Monthly Archives: April 2007

XML parsing – python

[youtube=http://www.youtube.com/watch?v=L-_6tiTR8v0]

XML is a great way to organize information. I first learnt of the power of XML to systematize information when I used it to output a whole bunch of search results from NCBI in the Tinyseq XML format. Once I had this XML document , I could read it into Excel and then very easily analyze the information since it was nicely laid out as an Excel sheet.

Backpackit a service I use to take notes detailing my experimental research results
outputs all of the account data in XML format. Before I can move this data elsewhere , it helps for me to understand the data structure.

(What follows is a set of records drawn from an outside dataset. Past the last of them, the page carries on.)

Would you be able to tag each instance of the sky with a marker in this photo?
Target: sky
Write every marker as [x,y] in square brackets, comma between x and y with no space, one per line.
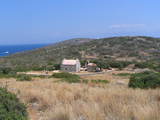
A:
[49,21]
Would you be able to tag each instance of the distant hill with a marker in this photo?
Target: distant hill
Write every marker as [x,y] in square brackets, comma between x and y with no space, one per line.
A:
[138,48]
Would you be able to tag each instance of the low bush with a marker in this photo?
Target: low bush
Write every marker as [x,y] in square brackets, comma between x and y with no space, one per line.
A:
[145,80]
[10,107]
[123,74]
[23,77]
[100,81]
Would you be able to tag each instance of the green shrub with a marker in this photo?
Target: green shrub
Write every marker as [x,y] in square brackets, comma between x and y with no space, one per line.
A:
[100,81]
[145,80]
[23,77]
[67,77]
[123,74]
[10,107]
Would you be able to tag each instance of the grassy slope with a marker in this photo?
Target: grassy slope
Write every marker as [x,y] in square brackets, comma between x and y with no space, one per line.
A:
[139,48]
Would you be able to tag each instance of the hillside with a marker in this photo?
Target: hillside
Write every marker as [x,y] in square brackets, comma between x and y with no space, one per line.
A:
[116,48]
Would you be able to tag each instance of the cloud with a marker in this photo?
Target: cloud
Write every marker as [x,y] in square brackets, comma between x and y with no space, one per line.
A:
[117,26]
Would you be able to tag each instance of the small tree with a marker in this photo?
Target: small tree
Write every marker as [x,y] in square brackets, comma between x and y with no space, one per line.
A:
[145,80]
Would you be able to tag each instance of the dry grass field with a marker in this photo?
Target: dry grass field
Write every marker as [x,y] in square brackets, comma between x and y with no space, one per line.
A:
[50,100]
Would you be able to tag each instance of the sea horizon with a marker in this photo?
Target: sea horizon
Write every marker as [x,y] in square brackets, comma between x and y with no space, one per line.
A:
[6,50]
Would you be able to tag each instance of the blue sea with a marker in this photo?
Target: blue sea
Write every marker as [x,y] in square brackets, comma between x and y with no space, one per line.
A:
[6,50]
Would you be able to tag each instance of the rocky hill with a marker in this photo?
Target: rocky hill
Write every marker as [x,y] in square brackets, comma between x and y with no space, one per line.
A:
[136,48]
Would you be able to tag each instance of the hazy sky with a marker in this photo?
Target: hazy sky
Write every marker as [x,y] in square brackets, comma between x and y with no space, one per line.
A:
[47,21]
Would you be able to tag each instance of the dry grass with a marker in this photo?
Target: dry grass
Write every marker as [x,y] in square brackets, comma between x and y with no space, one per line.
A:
[47,100]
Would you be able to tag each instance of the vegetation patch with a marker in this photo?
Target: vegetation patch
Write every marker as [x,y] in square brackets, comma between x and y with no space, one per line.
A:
[10,107]
[23,77]
[145,80]
[100,81]
[123,74]
[67,77]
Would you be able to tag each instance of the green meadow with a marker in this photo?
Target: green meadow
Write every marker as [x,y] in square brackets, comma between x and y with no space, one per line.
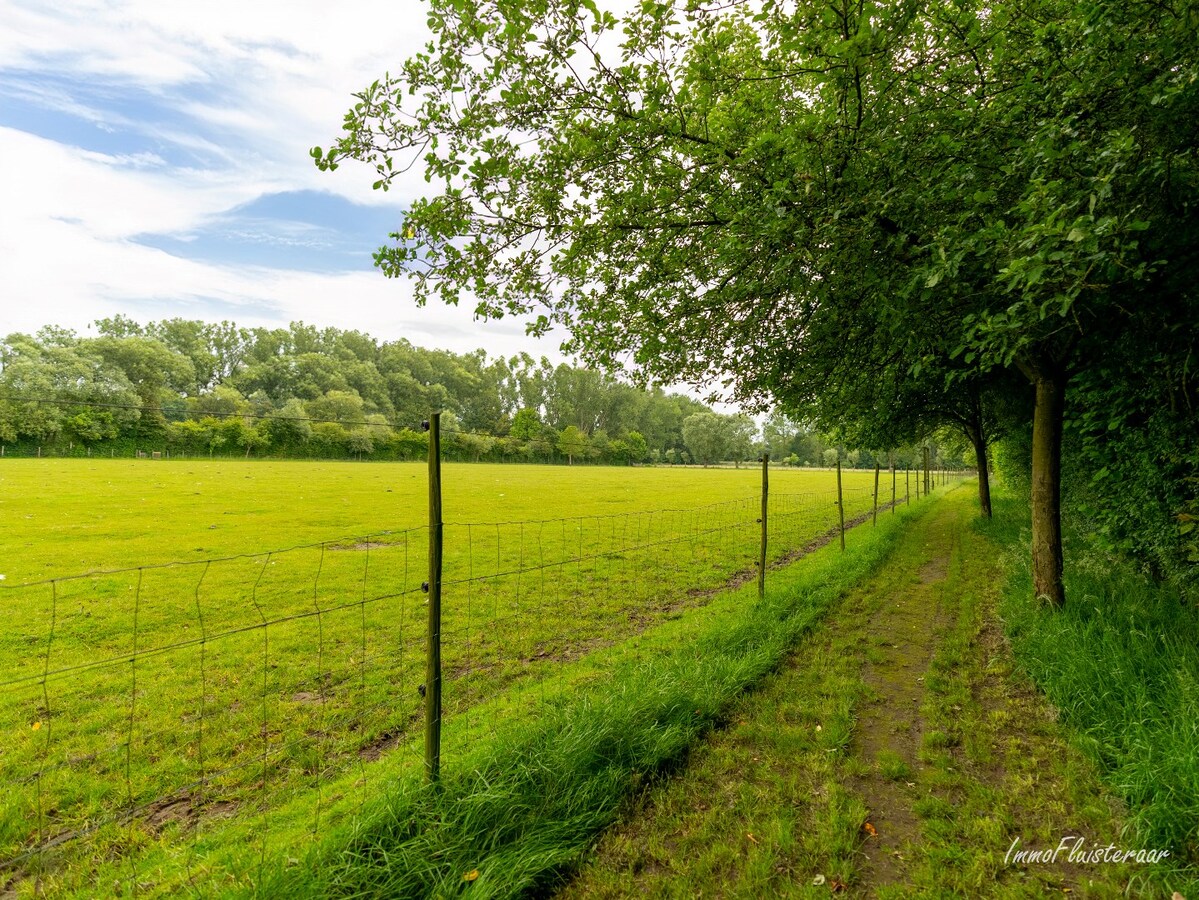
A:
[193,648]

So the first task I set out to do was to parse the XML output.

I decided to use Python for this , because I felt using Java here would be like using an elephant to crush a fly ( or whatever the expression is ). Also a lot of the data is text , and I always used perl previously to handle text. So a general basis for my codeitch will be What I did in Perl before I wold like to do in Python now. Java will be used once for more heavyweight tasks.

What I needed my program to do was :

  1. Read the XML output
  2. Create objects for each element or node in the output

I can then imagine that once I have these objects I can ask questions like how many objects have embedded images , how many objects have outgoing links etc etc..

The “Dive into python “ book gave me a quick introduction into the xml.dom package. I then ran into some encoding or codec issues and learnt all about “utf8” and “iso8859” character encoding. Once I learnt how to handle the UnicodeEncodeError , I had a full fledged three line program that parsed my input file , created the document object and as proof of successful parsing and printed my XML file back out.

The screencast above documents my travails.

Moving Data from Backpackit to Jotspot

First a tangent: In order to reduce desktop clutter and focus on the task at hand, I have decided to experiment with “A distraction free Desktop” as screencasted by Jon Udell. His accompanying blog post pointed me to a great Mac utility to cleanup my desktop and also to iterm which I believe is a very good alternative to the Terminal App offered by Apple.

One of the first tasks I want to focus on is how to organize my data from backpackit to enable an impending move to Jotspot. There are several issues to be handled.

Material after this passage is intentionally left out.